The hackathon had been designed to be highly interactive, with a high ratio of tutors to students, and due to the pandemic situation had to take place completely online. The capabilities of the environment we had deployed have allowed 54 students, divided into 9 work groups, to collaborate in the realization of machine learning solutions for “scientifically realistic” use cases, with the assistance of a tutor per group.
Each group has been provided with a Virtual Machine, thus sharing resources, data and code; in that virtual machine, each user had access to a specific and unique container, prepared with an environment presenting all the most recent software tools and libraries for machine learning.
At its highest utilization, INFN Cloud has been able to provide the students, tutors and organizers with ~70 such environments in parallel, without any noticeable problem neither from the technical side (user authentication, access to resources, instantiation of the environments) nor from the performance point of view.
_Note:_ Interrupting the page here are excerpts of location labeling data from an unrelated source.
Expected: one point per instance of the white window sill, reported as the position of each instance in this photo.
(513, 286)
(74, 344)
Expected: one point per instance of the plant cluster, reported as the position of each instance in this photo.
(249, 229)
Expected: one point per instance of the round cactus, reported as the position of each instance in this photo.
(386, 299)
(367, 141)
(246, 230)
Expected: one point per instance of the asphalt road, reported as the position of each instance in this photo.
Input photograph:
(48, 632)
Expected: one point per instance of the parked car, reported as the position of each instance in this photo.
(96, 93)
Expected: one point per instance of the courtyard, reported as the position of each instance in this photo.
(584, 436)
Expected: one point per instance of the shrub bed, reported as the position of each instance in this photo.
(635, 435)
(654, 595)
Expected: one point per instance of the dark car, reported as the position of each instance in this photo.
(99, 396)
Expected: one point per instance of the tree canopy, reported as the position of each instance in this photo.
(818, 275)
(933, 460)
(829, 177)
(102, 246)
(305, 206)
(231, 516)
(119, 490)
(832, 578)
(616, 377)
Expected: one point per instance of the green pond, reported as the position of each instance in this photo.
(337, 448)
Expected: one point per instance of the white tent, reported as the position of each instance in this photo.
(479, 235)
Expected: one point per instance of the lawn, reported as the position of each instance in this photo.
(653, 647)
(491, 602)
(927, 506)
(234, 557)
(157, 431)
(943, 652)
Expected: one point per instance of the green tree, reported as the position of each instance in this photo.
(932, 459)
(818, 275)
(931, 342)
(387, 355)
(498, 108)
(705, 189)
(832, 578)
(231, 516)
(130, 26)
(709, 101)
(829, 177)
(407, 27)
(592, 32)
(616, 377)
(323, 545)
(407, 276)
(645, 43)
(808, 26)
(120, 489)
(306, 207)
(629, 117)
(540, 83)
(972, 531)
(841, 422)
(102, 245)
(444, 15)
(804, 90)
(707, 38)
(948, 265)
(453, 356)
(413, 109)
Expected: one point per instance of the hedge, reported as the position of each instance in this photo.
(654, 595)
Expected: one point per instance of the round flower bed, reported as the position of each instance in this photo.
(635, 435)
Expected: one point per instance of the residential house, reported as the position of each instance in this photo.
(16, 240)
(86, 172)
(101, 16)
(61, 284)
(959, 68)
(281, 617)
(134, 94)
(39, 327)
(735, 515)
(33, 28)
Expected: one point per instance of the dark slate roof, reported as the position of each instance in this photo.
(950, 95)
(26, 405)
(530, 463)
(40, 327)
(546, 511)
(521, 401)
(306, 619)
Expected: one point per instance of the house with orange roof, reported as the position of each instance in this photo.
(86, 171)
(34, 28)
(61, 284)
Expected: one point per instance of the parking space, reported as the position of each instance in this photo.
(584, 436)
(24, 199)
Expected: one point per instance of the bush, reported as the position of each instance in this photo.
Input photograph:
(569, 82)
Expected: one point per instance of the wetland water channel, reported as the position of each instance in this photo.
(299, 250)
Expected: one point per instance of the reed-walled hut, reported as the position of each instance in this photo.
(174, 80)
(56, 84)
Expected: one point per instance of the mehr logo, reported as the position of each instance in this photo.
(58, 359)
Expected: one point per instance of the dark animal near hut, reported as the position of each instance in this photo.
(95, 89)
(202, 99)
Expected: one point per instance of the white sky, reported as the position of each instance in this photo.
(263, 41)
A still ongoing survey among the users is already showing a very high level of satisfaction from the use of such technical solutions, and the intention to use similar tools for their future professional activities.
The hackathon, among other things, proved that INFN Cloud based solutions are a very good starting point for INFN users’ Machine Learning activities.
Provided with a large installed basis of tailored hardware, as expected to be deployed by INFN in the near future, the platform can indeed help in optimizing and fostering the use of such novel technologies in INFN.